Pressão diplomática e cancelamento da viagem
O presidente de Taiwan, Lai Ching-te, teve sua viagem a Eswatini cancelada após Seychelles, Maurício e Madagascar revogarem, a pedido da China, as autorizações de sobrevoo para a aeronave presidencial. Segundo o Departamento de Estado dos EUA, a medida representa uma interferência indevida na segurança e dignidade das viagens de autoridades taiwanesas.
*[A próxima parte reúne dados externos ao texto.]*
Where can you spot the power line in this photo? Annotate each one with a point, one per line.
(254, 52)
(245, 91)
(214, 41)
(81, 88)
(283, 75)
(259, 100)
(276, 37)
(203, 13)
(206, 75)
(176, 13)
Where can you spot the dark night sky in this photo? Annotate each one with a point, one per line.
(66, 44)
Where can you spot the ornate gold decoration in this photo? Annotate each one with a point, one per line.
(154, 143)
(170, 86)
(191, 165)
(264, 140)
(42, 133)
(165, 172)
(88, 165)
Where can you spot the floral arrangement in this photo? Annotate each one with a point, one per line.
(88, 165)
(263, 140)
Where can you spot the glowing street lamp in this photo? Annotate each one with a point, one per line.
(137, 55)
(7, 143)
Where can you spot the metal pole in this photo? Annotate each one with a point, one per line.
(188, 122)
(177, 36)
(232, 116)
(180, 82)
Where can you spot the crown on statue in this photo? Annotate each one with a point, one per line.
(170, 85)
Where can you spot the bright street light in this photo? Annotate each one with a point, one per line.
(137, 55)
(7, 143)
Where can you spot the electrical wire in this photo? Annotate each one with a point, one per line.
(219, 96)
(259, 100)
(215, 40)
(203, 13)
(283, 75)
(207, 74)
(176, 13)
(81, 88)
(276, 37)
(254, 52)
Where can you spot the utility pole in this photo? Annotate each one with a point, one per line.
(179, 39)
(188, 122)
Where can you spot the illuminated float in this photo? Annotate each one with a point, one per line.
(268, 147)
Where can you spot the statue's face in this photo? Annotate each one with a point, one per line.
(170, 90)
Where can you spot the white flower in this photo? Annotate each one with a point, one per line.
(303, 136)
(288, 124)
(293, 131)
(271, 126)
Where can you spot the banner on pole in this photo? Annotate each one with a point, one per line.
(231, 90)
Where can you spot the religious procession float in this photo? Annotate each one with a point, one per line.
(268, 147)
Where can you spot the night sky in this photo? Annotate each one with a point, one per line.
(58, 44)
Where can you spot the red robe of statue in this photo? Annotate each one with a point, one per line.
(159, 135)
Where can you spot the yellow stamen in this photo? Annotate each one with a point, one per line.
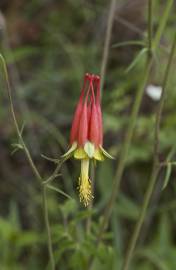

Pan Meng-an, secretário-geral do gabinete presidencial de Taiwan, afirmou que a decisão foi baseada em uma avaliação de segurança realizada pela equipe de segurança nacional.
Contexto das tensões entre China e Taiwan
A China, que considera Taiwan uma província rebelde, tem intensificado a pressão militar e diplomática sobre a ilha nos últimos anos. Ações como o deslocamento frequente de caças e navios de guerra próximo ao território taiwanês são comuns. A revogação das autorizações de sobrevoo ocorre em um momento de crescente tensão, com Pequim buscando isolar diplomaticamente Taiwan no cenário internacional.